A solução do problema está no Direito Constitucional notadamente na perspectiva do processo legislativo e na interpretação sistêmica e teleológica da questão. Sem perder o contexto da occasio legis, que se não vale para a interpretação futura, pelos mais rigorosos critérios de direito, daqui para frente, vai valer porque a pandemia não será eterna e não se poderá entender a lei sem critérios sociais e econômicos, talvez consequencialistas de interpretação, a ter em conta a circunstância de sua promulgação/publicação.

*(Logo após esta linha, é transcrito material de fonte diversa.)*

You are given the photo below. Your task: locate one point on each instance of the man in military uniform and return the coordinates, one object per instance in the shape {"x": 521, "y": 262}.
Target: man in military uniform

A barafunda atinge o Direito de Família, das Obrigações, dos Contratos em geral, do Direito Sucessório, Comercial, Empresarial, de Falências e Recuperação Judicial, entre outros. Vou aqui traçar algumas observações sobre o tema.
Um projeto de lei sancionado, promulgado e publicado pelo Presidente da República, obedecido o prazo legal, para tanto, pela Presidência, entra em vigor quarenta e cinco dias após sua publicação (ver LINDB, artigo 1º), imediatamente depois dela, se tanto e assim, nela estiver legislado ou em outro prazo, que nela igualmente se estipular. Se houver sanção parcial, a parte vetada volta para o Congresso Nacional. A que foi promulgada/publicada, já entra em vigor, obedecido o que nela estiver consignado quanto ao prazo de sua vigência.

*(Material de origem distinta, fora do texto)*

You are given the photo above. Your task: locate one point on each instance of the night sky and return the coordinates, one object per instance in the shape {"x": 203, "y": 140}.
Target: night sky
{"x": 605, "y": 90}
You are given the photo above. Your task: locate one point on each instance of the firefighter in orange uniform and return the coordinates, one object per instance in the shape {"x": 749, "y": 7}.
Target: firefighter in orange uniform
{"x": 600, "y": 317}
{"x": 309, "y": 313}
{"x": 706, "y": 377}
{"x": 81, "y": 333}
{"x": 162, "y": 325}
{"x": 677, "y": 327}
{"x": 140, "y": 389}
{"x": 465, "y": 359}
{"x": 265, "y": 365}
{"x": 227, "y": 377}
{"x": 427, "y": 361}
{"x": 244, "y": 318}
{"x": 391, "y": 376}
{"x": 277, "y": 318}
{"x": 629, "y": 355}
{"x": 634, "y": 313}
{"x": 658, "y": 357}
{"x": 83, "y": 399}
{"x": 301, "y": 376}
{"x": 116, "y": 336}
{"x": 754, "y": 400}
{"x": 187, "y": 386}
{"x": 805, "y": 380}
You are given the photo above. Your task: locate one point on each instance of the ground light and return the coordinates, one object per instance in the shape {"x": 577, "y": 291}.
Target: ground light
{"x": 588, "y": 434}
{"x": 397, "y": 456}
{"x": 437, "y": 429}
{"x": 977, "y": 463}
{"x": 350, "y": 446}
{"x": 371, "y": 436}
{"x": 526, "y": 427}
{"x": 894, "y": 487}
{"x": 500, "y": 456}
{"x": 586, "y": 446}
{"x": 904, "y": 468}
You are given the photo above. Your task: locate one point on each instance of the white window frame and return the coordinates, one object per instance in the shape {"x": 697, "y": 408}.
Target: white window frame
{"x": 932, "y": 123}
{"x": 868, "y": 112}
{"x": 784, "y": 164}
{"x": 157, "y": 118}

Os vetos, quando derrubados, são revogados por ato Congressual, que assim se transformam projetos de lei, carecendo de promulgação/publicação pelo Presidente da República. E na hipótese de ele se recusar a este ato, pelo Presidente do Senado ou pelo Vice, se o anterior também não a promulgar e publicar. Este ato, que atribui validade ao dispositivo vetado, é Lei e, como tal, não poderá ter efeito retroativo, por exemplo, até a data em que iniciou a viger a lei em que houve os vetos.
Entretanto, o STF vem decidindo que a parte vetada entra em vigor, se derrubada pelo Congresso Nacional, na mesma data em que entrou em vigor a lei, onde ocorreu o veto. De fato, esta decisão tem em mira a preservação da integridade do espírito da lei e atende a finalidade dela e certamente como apreciadas, em quaisquer e específicas circunstâncias, as exigências do bem comum. Tratando-se de uma retroatividade “in bonam partem”.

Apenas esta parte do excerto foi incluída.